Nella primavera di quest’anno il regista Paul Thomas Anderson insieme al suo amico Jonny Greenwood (il chitarrista dei Radiohead), e il musicista israeliano Shye Ben Tzur si sono recati in viaggio a Rajasthan nel nordest dell’India, dove sono stati ospitati dal Maharaja di Jodhpur, nella fortezza del XV secolo di Mehrangarh. Lì con l’aiuto di Nigel Godrich, produttore dei Radiohead e un gruppo di musicisti scelti da tutto il subcontinente indiano, Ben Tzur ha lavorato per tre settimane al suo nuovo disco che uscirà per l’etichetta Nonesuch nel prossimo novembre.

Mentre il gruppo di musicisti ha allestito uno studio di registrazione nella fortezza e per tre settimane hanno registrato le musiche per l’album, Paul Thomas Anderson ha girato un documentario cui ha dato il nome di Junun (Stati Uniti, 2015), una versione alternativa della parola junoon che nella lingua araba, persiana, urdu e hindi significa mania o pazzia d’amore.

Musicalmente il film è di un impatto unico: la musica dalla partitura, complessa ed emotiva, prodotta da strumenti classici e antichi declinata con i suoni moderni del basso e della chitarra è emozionante e travolgente. Junun però come film delude completamente.
Nulla ci è detto della musica o degli strumenti ripresi, della loro provenienza geografica o del suo significato culturale e storico.

Nulla ci è detto dei testi (di cosa parlano le canzoni? Ah saperlo!) cantati da Ben Tzuer e alcune cantanti che non vengono riprese con la stessa insistenza dei musicisti che Anderson ci mostra nella loro fisicità magra e panciuta, giovane e anziana, bella e brutta.

Nulla ci è detto della diffusione di quella musica adesso e allora (Popolare? Colta?
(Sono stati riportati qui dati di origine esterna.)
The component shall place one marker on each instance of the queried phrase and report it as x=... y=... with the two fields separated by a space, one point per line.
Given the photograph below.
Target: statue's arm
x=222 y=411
Borghese?).

Nulla sappiamo del processo creativo di Ben Tzur; vediamo solamente il gruppo suonare già dopo che si è messo d’accordo, dando l’impressione che la musica emerga spontanea e non sia invece il risultato coordinato di un intendo, di una volontà di una serie di prove.

L’occhio (e l’orecchio) di Anderson non potrebbero essere più etnocentrici presentandoci questa musica secondo la retroica stantia della musica pittoresca (uhhh ma che buffi strumenti, uhhh ma che buffe emissioni vocali, ahhh questi indiani!!!)
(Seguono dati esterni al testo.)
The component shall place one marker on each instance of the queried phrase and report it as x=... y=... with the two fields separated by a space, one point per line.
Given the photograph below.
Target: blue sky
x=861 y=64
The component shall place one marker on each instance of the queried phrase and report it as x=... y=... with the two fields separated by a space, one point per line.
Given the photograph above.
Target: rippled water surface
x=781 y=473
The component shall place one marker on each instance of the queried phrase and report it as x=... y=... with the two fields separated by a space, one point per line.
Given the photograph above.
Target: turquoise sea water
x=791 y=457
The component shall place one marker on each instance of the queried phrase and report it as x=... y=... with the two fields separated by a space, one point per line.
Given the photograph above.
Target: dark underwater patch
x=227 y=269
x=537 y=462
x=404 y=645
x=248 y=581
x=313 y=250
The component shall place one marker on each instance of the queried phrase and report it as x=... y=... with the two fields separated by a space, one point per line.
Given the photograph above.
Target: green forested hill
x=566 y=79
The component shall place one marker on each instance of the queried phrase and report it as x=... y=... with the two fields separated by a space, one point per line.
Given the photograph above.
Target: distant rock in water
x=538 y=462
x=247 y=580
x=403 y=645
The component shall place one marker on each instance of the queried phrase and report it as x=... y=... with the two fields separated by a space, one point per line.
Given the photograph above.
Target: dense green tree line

Anderson si limita a fare delle riprese dalla qualità anche discutibile (soprattutto a causa di un cavalletto duro che fa muovere la videocamera a scatto) secondo l’estetica di youtube: quella che consente a chiunque, dati i prezzi abbordabili anche di attrezzature semiprofessionali, di girare un film delle vacanze.
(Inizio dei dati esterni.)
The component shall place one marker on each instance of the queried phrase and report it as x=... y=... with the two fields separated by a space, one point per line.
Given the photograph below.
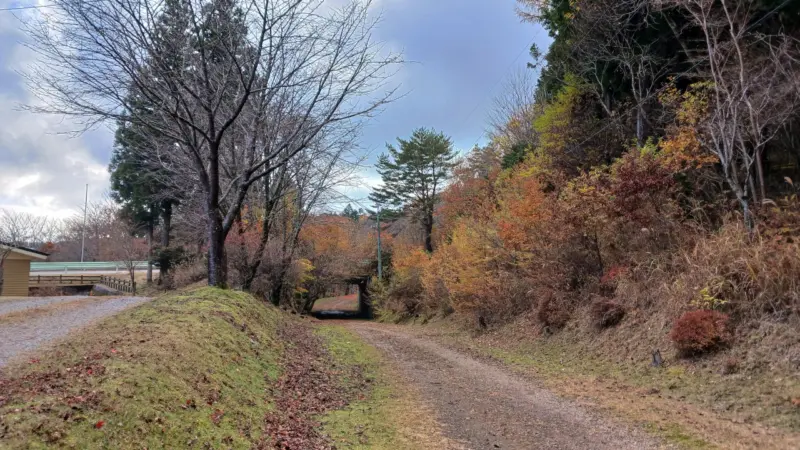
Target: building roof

Qui l’esotismo è amplificato da una videocamera montata su un piccolo drone che permette di effettuare delle riprese aeree quelle sì sorprendenti della fortezza…

L’effetto è lo stesso dei filmini in superotto degli anni 70: nessuna organizzazione nelle riprese fatte, nessuna glossa su quanto vediamo e udiamo; tutto è garantito e si regge sulla datità delle riprese come se il dispositivo di registrazione fosse garanzia sufficiente e autonoma per l’informazione da veicolare (senza la quale , non esiste documentario): un dispositivo nascosto e mai presente a se stesso.

Nel film vediamo piazzare i microfoni e le attrezzature tecniche della sala di registrazione, ma mai quelle necessarie al regista per effettuare le riprese video (per tacere dell’audio: autonomo è mutuato da quello per la registrazione dell’album?), come se il film si facesse da sè e non necessitasse di un apparato tecnologico altrettanto complesso di quello audio.

Fastidioso nella sua presunzione di mostrarsi trasparente e noioso esattamente come i filmini delle vacanze degli amici, anche quando questi amici si chiamano Paul Thomas Anderson.